The struggle between the European Council and the European Parliament over which of them nominates the Commission president has had the entirely predictable effect of weakening the independence of the Commission.
The successor to José Manuel Barroso will owe his or her existence to the other institutions. That much is written into the Lisbon treaty – which ordains that the appointment needs the consent of both institutions. What matters, however, is how far, and for how long, once the process of appointment is complete, the president is constrained. The manner by which the appointment is being arrived at risks tying the hands of the new president to the extent that it may not make much difference who is appointed.
The drive to set “priorities” for the European Union could make sense. In the right hands (Herman Van Rompuy’s) it could forge some consensus and bring greater coherence to EU policymaking. But a programme of priorities could also be misused, whether by national governments or MEPs, to dictate to the European Commission what it does (or does not do) and when.
Amid the storm of rumour and speculation, briefing and counter-briefing, about the preparations for next week’s European Council meeting, there are some disturbing elements. One is that support for a presidential candidate is being made directly conditional on agreement to relax the EU’s macro-economic surveillance. That comes dangerously close to eroding the credibility of the Commission, which is bound by the EU treaties to enforce EU law, as any kind of enforcer.

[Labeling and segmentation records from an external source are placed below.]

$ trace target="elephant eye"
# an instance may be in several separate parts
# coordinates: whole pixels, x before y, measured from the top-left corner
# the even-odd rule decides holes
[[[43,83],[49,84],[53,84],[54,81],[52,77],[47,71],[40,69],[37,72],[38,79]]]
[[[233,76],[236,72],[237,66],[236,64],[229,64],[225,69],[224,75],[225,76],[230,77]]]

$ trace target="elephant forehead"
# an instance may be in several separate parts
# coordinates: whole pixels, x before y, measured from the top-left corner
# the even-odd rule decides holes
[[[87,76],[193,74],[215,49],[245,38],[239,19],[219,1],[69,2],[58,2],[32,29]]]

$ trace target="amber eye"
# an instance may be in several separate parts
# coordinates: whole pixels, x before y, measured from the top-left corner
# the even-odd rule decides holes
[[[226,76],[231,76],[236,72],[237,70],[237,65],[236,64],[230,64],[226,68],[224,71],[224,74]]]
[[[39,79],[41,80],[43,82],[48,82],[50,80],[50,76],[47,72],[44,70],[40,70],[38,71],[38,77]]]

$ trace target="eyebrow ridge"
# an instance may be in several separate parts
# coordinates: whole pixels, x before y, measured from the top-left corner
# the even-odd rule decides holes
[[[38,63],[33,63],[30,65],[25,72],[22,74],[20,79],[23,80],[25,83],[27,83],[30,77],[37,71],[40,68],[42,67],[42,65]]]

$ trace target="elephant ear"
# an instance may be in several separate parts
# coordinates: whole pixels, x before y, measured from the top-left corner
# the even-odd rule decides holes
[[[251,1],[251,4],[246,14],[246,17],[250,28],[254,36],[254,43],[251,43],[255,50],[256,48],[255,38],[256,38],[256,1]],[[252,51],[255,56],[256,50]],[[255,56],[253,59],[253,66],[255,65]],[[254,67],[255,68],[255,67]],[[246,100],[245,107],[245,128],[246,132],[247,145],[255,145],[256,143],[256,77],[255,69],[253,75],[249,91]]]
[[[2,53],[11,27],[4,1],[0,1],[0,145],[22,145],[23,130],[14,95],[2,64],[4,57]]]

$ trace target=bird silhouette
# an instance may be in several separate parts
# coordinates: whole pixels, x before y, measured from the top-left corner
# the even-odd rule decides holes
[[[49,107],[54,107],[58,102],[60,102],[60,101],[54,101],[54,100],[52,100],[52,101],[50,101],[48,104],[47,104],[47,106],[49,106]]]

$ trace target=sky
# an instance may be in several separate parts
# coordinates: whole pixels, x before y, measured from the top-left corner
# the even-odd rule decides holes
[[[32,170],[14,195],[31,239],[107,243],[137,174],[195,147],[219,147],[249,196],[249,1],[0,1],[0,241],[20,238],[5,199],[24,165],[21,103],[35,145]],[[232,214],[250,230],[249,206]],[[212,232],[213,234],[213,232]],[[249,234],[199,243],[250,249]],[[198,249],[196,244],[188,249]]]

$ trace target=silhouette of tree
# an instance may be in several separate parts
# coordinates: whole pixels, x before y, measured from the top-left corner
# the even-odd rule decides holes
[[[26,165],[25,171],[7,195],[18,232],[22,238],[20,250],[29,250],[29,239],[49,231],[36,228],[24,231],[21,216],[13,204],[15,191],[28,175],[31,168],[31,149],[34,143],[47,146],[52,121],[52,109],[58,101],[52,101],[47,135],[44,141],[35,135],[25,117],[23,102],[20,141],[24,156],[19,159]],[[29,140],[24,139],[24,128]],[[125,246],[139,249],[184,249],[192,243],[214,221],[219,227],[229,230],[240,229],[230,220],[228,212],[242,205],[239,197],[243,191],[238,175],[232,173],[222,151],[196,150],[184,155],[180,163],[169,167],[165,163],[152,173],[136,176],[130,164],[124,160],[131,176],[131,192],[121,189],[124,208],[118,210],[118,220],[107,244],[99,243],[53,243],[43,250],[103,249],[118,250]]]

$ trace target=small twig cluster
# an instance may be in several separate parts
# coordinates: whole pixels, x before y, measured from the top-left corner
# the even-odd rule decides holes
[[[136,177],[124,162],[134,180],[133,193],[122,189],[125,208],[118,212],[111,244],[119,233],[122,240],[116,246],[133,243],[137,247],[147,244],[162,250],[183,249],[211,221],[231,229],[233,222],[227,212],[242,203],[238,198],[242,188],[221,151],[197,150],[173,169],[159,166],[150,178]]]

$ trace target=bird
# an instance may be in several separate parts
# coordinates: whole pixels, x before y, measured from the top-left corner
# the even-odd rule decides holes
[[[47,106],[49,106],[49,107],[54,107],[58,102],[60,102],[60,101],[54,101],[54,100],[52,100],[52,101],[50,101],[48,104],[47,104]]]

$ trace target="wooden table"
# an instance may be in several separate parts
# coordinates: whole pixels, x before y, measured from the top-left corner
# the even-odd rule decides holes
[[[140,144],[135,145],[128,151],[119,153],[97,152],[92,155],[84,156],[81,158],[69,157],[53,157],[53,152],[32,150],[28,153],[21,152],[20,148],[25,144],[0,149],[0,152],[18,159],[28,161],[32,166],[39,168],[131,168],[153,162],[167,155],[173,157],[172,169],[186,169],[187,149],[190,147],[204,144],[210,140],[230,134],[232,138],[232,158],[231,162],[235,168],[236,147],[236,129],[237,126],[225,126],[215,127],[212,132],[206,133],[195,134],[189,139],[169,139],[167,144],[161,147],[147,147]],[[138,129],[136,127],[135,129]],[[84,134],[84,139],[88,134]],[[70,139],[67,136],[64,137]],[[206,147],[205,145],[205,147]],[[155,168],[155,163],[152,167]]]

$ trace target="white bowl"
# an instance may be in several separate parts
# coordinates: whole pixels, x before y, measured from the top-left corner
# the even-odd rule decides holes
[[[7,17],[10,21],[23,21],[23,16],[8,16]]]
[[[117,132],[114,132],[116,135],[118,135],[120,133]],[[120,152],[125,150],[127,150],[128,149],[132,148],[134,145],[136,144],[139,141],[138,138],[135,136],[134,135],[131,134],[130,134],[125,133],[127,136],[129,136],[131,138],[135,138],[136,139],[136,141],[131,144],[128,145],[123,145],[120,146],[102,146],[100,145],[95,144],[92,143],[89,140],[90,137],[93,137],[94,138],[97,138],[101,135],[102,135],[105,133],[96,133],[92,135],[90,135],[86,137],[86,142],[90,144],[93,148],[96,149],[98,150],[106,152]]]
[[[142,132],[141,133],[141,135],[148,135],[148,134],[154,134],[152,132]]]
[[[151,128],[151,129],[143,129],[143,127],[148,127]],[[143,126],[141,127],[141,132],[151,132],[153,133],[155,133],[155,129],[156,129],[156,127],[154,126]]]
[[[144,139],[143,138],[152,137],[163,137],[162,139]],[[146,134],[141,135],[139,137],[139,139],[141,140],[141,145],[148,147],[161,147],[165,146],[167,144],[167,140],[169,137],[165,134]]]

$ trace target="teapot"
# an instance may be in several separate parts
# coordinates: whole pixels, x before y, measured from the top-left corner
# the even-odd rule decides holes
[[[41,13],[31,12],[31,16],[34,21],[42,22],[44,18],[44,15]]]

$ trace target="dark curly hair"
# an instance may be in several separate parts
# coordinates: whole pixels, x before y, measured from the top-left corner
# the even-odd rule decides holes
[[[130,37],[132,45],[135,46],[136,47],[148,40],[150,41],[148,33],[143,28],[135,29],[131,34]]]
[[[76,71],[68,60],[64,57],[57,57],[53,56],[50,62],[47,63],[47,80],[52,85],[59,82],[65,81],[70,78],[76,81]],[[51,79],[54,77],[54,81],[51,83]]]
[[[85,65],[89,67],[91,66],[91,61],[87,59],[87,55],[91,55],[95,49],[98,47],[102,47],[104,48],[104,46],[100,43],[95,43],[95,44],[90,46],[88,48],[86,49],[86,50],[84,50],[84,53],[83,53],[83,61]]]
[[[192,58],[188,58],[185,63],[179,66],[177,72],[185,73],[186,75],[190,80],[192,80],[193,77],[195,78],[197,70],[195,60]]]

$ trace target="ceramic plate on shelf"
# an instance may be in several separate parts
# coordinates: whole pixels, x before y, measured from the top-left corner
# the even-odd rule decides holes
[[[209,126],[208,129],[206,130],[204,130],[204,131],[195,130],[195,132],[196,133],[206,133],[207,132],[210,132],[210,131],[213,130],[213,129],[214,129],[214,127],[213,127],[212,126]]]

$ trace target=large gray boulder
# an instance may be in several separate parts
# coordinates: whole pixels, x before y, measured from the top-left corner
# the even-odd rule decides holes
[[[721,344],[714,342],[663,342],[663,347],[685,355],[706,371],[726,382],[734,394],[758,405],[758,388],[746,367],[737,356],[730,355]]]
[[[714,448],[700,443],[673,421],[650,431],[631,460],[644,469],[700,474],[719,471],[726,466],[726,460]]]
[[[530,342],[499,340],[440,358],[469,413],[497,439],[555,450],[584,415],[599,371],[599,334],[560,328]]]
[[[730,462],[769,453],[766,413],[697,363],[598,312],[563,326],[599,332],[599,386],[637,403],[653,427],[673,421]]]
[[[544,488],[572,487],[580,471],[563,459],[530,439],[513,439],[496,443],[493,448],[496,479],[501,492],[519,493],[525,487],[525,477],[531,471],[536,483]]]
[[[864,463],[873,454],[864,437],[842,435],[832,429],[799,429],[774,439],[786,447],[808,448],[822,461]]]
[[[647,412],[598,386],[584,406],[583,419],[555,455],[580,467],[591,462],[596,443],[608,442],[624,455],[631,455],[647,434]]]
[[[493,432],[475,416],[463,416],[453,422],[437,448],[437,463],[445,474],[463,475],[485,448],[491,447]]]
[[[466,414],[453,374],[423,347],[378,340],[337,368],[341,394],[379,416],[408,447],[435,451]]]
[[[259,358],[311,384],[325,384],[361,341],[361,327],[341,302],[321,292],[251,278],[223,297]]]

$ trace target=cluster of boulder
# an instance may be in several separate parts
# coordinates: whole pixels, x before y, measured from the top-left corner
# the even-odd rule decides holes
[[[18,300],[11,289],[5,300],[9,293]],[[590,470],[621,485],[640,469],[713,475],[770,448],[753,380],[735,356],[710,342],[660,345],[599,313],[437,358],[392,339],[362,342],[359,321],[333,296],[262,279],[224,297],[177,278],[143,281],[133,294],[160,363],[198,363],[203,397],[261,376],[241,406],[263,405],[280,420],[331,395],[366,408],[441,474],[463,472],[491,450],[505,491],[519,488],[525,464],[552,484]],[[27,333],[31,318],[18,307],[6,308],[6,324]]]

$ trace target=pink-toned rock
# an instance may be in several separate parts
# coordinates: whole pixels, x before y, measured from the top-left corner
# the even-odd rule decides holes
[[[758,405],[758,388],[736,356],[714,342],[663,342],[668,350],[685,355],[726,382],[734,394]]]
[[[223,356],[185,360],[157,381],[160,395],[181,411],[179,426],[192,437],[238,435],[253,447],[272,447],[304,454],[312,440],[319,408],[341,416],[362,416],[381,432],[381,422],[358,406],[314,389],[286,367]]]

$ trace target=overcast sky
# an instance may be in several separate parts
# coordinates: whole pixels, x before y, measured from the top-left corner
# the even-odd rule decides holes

Another disturbing element is the suggestion that some member states are trying to exact – as a price for their consent to the Commission presidency nomination – compensation in the form of appointments to the senior ranks of the Commission staff. Haggling over the nomination of commissioners is one thing, but haggling over the appointment of directors-general should be excluded. Barroso himself set an appalling precedent here. In 2009, he announced, as he made Michel Barnier the European commissioner for single market and services, that he was minded to appoint Jonathan Faull to be director-general for the internal market – to balance the appointment of a Frenchman with that of a Briton.
A Commission in which not just the European commissioners but also the directors-general are allocated their responsibilities on the basis of their nationality, as part of the same grand bargain, will be a weak Commission. Although the Commission is already making senior appointments with an eye to achieving some “geographical balance”, if this goes further, if senior managers are perceived to be appointed primarily on the basis of nationality rather than merit, then the Commission will not command respect externally. Additionally, the senior managers will not command respect from their own staff. A deterioration in performance will be the probable consequence.
The incoming president must resist threats and blandishments, whether from national administrations or from MEPs. Ground given at this stage will not easily be recovered later. Equally, the European Council must resist the temptation to include extraneous baubles of patronage in its agreement on a Commission president. There is little point in appointing a president, while at the same time draining power away from the institution over which he or she is to preside.